= Lisiard Le Riche =

French lord

Lisiard Le Riche (b. circa 900, d. after 941) was the Lord of Sceaux and a knight serving Hugh the Great, the Duke of Burgundy.

Lisiard Le Riche was born sometime around the year 900 to father Teudon Le Riche, Viscount of Paris. Le Riche had three children, all of whom went on to serve in positions of privilege and prestige amongst the nobility and ruling class of 10th-century France. Lisiard's son Ansoud I, viscount of Auxerre, married the concubine of Hugh the Great, Raingarde de Dijon, and became guardian of their son, Héribert Robertien, the future bishop of Auxerre. Lisiard's other son, Joseph Le Riche, served as the Archbishop of Tours from approximately 952 to 960, and Lisiar's daughter Elizabeth married Aymon, count of Corbeil, forming the long line of the counts of Corbeil.

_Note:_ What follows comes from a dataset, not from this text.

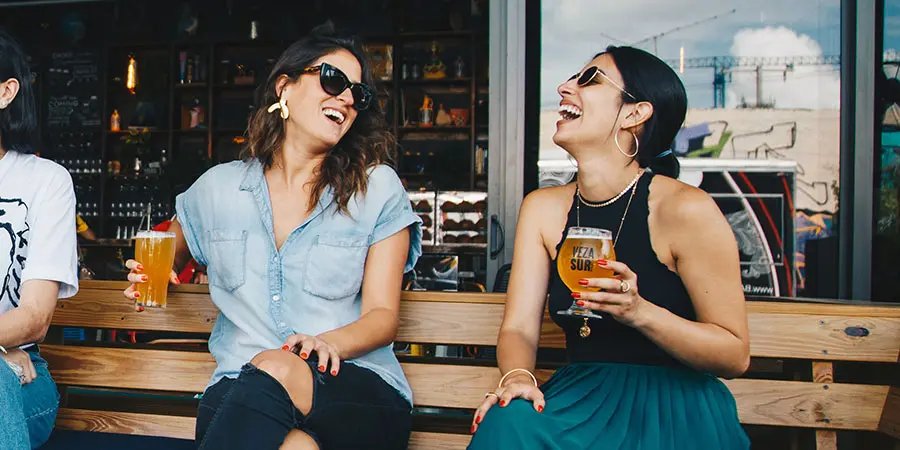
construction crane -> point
(723, 66)
(656, 37)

In 941, Lisiard made a pilgrimage to Fleury Abbey, which was a rite of passage for French noblemen of the time, and one that would potentially offer Lisiard both increased political power and higher status. During this pilgrimage, Lisiard took the habit (wearing the robes of monks), studied from the extensive library of religious texts that had been assembled there, and made a written pledge of lands that would later pass to the monastery of Saint-Benoît-sur-Loire. This written proclamation was signed by a long list of contemporary dignitaries, including Hugh the Great, Duke of Burgundy, Bernard II, Count of Senlis, Theobald I, Count of Blois, Fulk I, Count of Anjou, Ralph II, Count of Valois, Aymon, Count of Corbeil, and Fromond I, Count of Sens.